We would like to thank the reviewer for this comment.  When LCIS colonizes a papilloma, fibrovascular cores will not disappear. We have corrected this accordingly.

10) Tubular carcinoma will not display a classic ILC pattern and shows strong E-Cadherin, β-catenin, and membranous p120 expression

We have added to the manuscript that p120 expression is membranous.

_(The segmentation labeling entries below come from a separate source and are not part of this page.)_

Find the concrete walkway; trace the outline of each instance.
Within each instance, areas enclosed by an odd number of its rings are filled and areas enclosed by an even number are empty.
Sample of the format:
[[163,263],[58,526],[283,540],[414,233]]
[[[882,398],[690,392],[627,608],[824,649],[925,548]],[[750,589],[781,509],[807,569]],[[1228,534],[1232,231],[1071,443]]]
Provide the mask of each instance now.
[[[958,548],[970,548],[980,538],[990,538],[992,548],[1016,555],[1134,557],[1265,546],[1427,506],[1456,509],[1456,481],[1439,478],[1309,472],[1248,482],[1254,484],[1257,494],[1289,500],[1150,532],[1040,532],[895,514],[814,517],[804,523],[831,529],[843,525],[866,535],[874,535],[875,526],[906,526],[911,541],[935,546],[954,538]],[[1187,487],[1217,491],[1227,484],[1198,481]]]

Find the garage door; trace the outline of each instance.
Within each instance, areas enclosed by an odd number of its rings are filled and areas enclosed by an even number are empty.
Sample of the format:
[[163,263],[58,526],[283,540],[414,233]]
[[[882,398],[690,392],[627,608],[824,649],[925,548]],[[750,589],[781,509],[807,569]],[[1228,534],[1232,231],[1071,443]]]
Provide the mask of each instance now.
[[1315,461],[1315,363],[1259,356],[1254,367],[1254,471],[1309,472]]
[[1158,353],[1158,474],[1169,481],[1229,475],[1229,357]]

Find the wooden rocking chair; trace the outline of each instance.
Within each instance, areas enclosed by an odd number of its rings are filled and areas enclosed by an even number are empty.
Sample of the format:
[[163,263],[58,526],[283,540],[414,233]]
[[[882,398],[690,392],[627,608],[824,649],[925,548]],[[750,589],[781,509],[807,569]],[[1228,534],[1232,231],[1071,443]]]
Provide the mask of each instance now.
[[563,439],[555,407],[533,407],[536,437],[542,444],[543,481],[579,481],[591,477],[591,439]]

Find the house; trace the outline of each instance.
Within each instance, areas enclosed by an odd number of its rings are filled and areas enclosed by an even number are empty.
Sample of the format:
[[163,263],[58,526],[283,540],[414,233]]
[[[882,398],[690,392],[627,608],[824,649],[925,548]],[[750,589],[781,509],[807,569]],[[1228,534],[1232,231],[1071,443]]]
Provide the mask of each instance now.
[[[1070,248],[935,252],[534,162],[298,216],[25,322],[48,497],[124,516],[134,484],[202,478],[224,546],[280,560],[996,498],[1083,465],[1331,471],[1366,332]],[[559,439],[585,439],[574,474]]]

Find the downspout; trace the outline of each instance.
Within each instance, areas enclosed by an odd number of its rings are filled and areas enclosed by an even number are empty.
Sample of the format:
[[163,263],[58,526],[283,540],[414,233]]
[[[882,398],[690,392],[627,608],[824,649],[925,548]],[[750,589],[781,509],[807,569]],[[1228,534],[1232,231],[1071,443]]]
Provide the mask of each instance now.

Author Response File: Author Response.docx

Round 2

Reviewer 1 Report

This reviewer provided strong arguments for a complete rewrite of the manuscript. The authors have failed to comprehend the scope of my suggestions and have, instead, made a few cosmetic changes. They agreed upon the need of breast imaging-histopathologic correlation without even an attempt to provide it despite the request! I thoroughly disagree with their "internal control" explanation, even if they refer to "internationally established pathological criteria" as defined by the WHO. This reviewer considers the internationally established criteria clearly incorrect when the term invasive lobular carcinoma is used in the the presence of normal epithelial cells within the acini of the lobule. The authors owe the reader an explanation what justifies the use of "invasive lobular carcinoma" when they cannot prove that the malignancy has indeed its origin in the TDLU.  Unfortunately, this reviewer cannot condone the continuation of anatomically incorrect terminology.